Re: Minimally avoiding Transaction Wraparound in VLDBs

From: Tom Lane <tgl(at)sss(dot)pgh(dot)pa(dot)us>
To: Simon Riggs <simon(at)2ndquadrant(dot)com>
Cc: pgsql-hackers(at)postgresql(dot)org
Subject: Re: Minimally avoiding Transaction Wraparound in VLDBs
Date: 2005-08-31 23:24:35
Message-ID: 5588.1125530675@sss.pgh.pa.us
Views: Raw Message | Whole Thread | Download mbox | Resend email
Thread:
Lists: pgsql-hackers

Simon Riggs <simon(at)2ndquadrant(dot)com> writes:
> A new command is proposed - VACUUM MINIMAL. The *sole* purpose of this
> command is to do the absolute minimum required to avoid transaction id
> wraparound. (Better names welcome....)

I do not see the point. If you only need to run it every billion
transactions, saving a few cycles seems a bit pointless.

> This does the same thing as VACUUM except it:

> 1. does not VACUUM any table younger than 4 billion XIDs old

So? Your large tables are likely to be long-lived, so this isn't
actually going to save a thing in a DB that's been around long enough
to have an impending wrap problem.

> 2. does not VACUUM indexes
> RATIONALE: Indexes don't contain XIDs so don't *need* to be vacuumed.
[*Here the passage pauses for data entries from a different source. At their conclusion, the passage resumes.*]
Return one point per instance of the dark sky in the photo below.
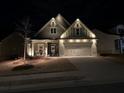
(100, 14)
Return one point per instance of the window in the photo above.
(53, 30)
(77, 31)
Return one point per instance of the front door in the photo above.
(53, 49)
(41, 50)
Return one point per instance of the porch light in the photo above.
(61, 41)
(77, 40)
(85, 40)
(78, 19)
(71, 40)
(94, 41)
(93, 35)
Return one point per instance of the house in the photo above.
(59, 38)
(119, 30)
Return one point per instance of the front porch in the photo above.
(43, 48)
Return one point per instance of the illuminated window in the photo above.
(53, 30)
(77, 29)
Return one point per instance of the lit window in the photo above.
(53, 30)
(77, 31)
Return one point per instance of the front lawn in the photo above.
(38, 66)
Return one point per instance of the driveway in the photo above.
(99, 69)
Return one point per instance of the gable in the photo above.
(45, 31)
(61, 20)
(78, 30)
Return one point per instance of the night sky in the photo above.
(100, 14)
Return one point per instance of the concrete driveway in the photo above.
(99, 69)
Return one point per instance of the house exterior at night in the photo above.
(60, 38)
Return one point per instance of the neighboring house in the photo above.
(106, 43)
(12, 46)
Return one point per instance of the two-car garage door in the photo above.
(77, 49)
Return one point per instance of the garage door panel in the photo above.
(77, 49)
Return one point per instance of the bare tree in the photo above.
(25, 28)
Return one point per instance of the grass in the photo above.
(41, 66)
(22, 67)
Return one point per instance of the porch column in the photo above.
(46, 50)
(32, 49)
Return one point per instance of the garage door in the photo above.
(76, 49)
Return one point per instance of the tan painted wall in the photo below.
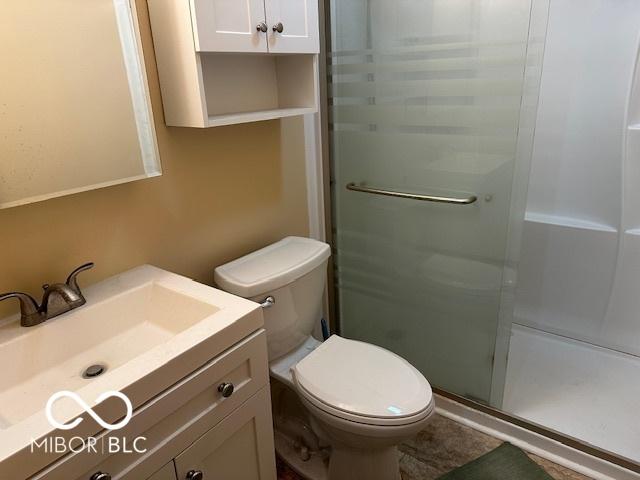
(224, 192)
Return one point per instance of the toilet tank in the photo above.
(293, 271)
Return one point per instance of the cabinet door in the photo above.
(228, 25)
(240, 447)
(168, 472)
(299, 21)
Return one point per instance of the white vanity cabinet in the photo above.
(168, 472)
(194, 430)
(233, 449)
(222, 62)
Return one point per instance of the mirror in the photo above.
(75, 112)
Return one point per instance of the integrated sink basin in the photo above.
(147, 329)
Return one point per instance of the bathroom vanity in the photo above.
(191, 359)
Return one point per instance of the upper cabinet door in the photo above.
(293, 26)
(229, 25)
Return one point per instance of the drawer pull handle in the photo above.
(195, 475)
(100, 476)
(226, 389)
(268, 302)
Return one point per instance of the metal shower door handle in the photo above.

Nonstarter. If you remove any tuples, you *must* vacuum indexes to
remove the corresponding index entries. If you don't remove any tuples,
you don't scan the indexes anyway IIRC.

> By taking those two steps, VACUUM MINIMAL will execute fairly quickly
> even on large Data Warehouses.

I don't think this'll save a thing.

> This command only makes sense when you *know* that tables don't need
> vacuuming. That is the case when:
> - you're using autovacuum, since all tables have dead-tuples removed
> whenever this is required - and so indexes will have been covered also

If you're using autovacuum then the problem is already taken care of.
It will be taken care of better in 8.2, if we add per-table tracking
of XID wraparound risk, but it's handled now. The only way that this
proposal makes any sense is if you are trying not to vacuum at all, ever.

> - you are using table partitioning and the data retention period of your
> data is less than 4 billion transactions.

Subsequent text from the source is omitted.